Herzog & De Meuron, Prada, Omotesando, 2003

Plusieurs architectes contemporains japonais éminents ont en effet bâti de nouveaux édifices dans ce quartier où Kenzo Tange et Tadao Ando avaient déjà construit respectivement l’immeuble Hanae Mori, en 1978 pour le premier et les bâtiments d’habitation de La Collezione, en 1989 pour le second. Ces derniers temps, on a assisté à une véritable floraison d’œuvres architecturales, entre autre le magasin Louis Vuitton d’Omotesando, réalisée en 2002 par Aoki Jun ; l’immeuble One Omotesando de Kengo Kuma, qui est constitué d’une succession de lamelles de bois perpendiculaires à la façade (2003) et la boutique Christian Dior Omotesando conçue par l’agence d’architectes SANAA (Sejima and Nishizawa and Associates), dont les panneaux en acrylique évoquent les mouvements d’une étoffe (2003). Enfin en 2006, c’est l’ensemble architectural Omotesando Hills de Tadao Ando qui a vu le jour, dernier-né de toute une série de réalisations décisives. La conception de l’immeuble Tod’s d’Omotesando (2004), qui abrite une immense boutique consacrée au célèbre bottier italien, a été quant à elle confiée à Toyo Ito. Après avoir édifié le chef-d’œuvre que constitue la Médiathèque de Sendai (2001), Toyo Ito, loin de se reposer sur ses lauriers, a poussé encore plus loin ses recherches et fait de nouvelles tentatives. Le magasin Tod’s a été conçu en résonance avec les ormes (keyaki) de l’avenue Omotesando. Toyo Ito a utilisé les arbres non seulement comme un motif graphique, mais aussi comme un élément structurel en béton formant un entrelacement qui enveloppe l’édifice tout entier et dessine des pleins et des vides dans lesquels viennent s’insérer des plaques de verre. Ce faisant, il a réussi à trouver une forme expérimentale qui intègre de manière organique la structure et l’ornementation, autrement dit l’abstrait et le concret.

Mikimoto, Ginza, 2006

En 2005, Toyo Ito a réalisé l’immeuble Mikimoto de Ginza, grâce auquel, à la manière d’un Gaudi contemporain, il a donné une nouvelle définition des rapports entre la structure et l’ornementation.
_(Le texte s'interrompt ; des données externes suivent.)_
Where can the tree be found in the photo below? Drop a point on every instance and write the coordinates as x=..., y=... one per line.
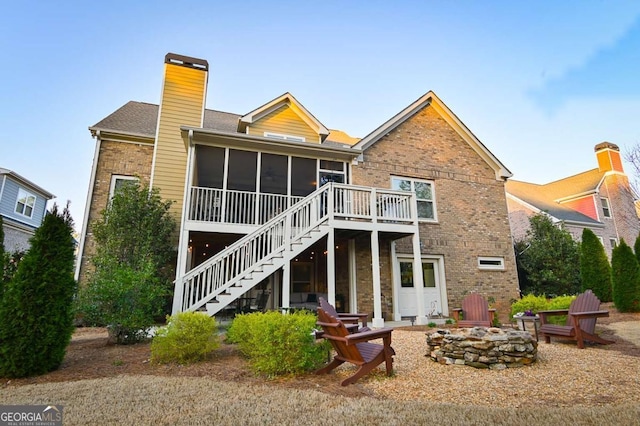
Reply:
x=36, y=310
x=548, y=259
x=131, y=281
x=625, y=274
x=636, y=248
x=595, y=270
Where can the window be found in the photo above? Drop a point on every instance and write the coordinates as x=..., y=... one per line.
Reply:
x=117, y=181
x=425, y=195
x=284, y=137
x=26, y=202
x=606, y=211
x=406, y=274
x=492, y=263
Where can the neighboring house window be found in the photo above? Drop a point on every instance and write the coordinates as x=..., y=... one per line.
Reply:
x=494, y=263
x=406, y=274
x=26, y=203
x=117, y=181
x=606, y=211
x=425, y=195
x=284, y=137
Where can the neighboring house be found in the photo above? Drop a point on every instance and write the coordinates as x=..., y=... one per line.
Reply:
x=600, y=199
x=274, y=202
x=23, y=205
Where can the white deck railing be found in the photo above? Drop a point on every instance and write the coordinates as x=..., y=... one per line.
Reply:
x=250, y=208
x=332, y=201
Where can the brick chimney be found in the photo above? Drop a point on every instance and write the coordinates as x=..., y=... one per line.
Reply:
x=184, y=92
x=608, y=155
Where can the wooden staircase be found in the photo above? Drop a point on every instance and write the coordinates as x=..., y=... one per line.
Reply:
x=225, y=277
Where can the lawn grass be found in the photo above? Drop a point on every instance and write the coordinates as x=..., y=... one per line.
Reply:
x=156, y=400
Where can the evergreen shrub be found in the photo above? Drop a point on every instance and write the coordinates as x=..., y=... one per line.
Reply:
x=625, y=274
x=595, y=270
x=36, y=309
x=278, y=344
x=188, y=337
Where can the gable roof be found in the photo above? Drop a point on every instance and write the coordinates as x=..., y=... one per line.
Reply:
x=430, y=99
x=574, y=186
x=141, y=119
x=26, y=182
x=284, y=100
x=537, y=197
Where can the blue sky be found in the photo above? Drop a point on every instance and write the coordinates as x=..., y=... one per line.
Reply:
x=539, y=83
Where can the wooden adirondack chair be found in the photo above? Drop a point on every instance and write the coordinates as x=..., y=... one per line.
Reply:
x=355, y=348
x=475, y=312
x=348, y=318
x=581, y=321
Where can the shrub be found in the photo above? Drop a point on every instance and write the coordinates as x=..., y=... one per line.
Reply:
x=548, y=259
x=36, y=310
x=188, y=337
x=278, y=344
x=530, y=302
x=559, y=302
x=595, y=271
x=131, y=282
x=625, y=276
x=535, y=304
x=125, y=300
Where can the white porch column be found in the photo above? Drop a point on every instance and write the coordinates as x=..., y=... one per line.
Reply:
x=286, y=284
x=353, y=287
x=418, y=280
x=331, y=266
x=377, y=321
x=395, y=280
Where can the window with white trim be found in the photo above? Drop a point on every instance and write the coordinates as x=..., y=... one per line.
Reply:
x=117, y=181
x=606, y=210
x=25, y=204
x=284, y=137
x=491, y=263
x=425, y=195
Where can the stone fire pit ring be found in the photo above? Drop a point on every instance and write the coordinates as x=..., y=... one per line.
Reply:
x=482, y=347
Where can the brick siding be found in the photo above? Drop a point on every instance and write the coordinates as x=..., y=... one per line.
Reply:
x=114, y=158
x=471, y=210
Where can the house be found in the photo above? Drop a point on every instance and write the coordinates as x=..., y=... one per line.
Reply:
x=274, y=202
x=600, y=199
x=23, y=205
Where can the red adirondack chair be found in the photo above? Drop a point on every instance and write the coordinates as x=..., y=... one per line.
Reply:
x=355, y=348
x=475, y=312
x=581, y=321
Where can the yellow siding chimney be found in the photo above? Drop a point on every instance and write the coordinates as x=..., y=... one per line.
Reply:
x=182, y=104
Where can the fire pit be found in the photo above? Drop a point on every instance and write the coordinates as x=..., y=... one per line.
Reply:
x=482, y=347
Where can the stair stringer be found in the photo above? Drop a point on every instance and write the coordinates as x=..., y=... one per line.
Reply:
x=269, y=266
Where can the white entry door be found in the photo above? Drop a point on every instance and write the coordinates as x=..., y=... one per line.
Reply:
x=433, y=287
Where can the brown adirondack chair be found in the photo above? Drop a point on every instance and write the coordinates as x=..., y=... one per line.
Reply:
x=355, y=348
x=581, y=321
x=347, y=318
x=475, y=312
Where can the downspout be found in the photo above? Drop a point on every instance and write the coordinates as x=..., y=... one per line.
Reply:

Si l’on marche jusqu’au quartier de Ura Harajuku, on découvre les œuvres de la nouvelle génération, celle d’Hitoshi Abe ou de l’agence Takaharu et Yui Tezuka. Ces architectes, loin de tout planifier d’avance, explorent de nouvelles voies et leur travail remarquable est en train de déboucher sur une nouvelle forme d’architecture. À partir de la fin des années 1990, les grandes marques ont toutes fait travailler des architectes. Aux États-Unis, Rem Koolhaas s’est occupé de plusieurs projets mais c’est surtout au Japon que les commandes ont été les plus nombreuses. Dans la boutique qu’on lui a demandé de créer, chaque architecte a déployé de façon remarquable la sensibilité qui lui est propre vis-à-vis des matériaux et de l’apparence extérieure des édifices. Depuis l’origine, l’architecture et le vêtement ont une particularité commune, celle d’envelopper et de protéger le corps. Le design des boutiques de grandes marques conçues par des architectes prestigieux illustre souvent le thème de la peau et du vêtement. Dans ces édifices à usage purement commercial, le point important, c’est l’aspect de la façade. Encouragés par l’enthousiasme des commanditaires, les architectes ne se limitent plus à un simple dessin de murs de façade, ce qui donne lieu à toutes sortes d’innovations dans le design.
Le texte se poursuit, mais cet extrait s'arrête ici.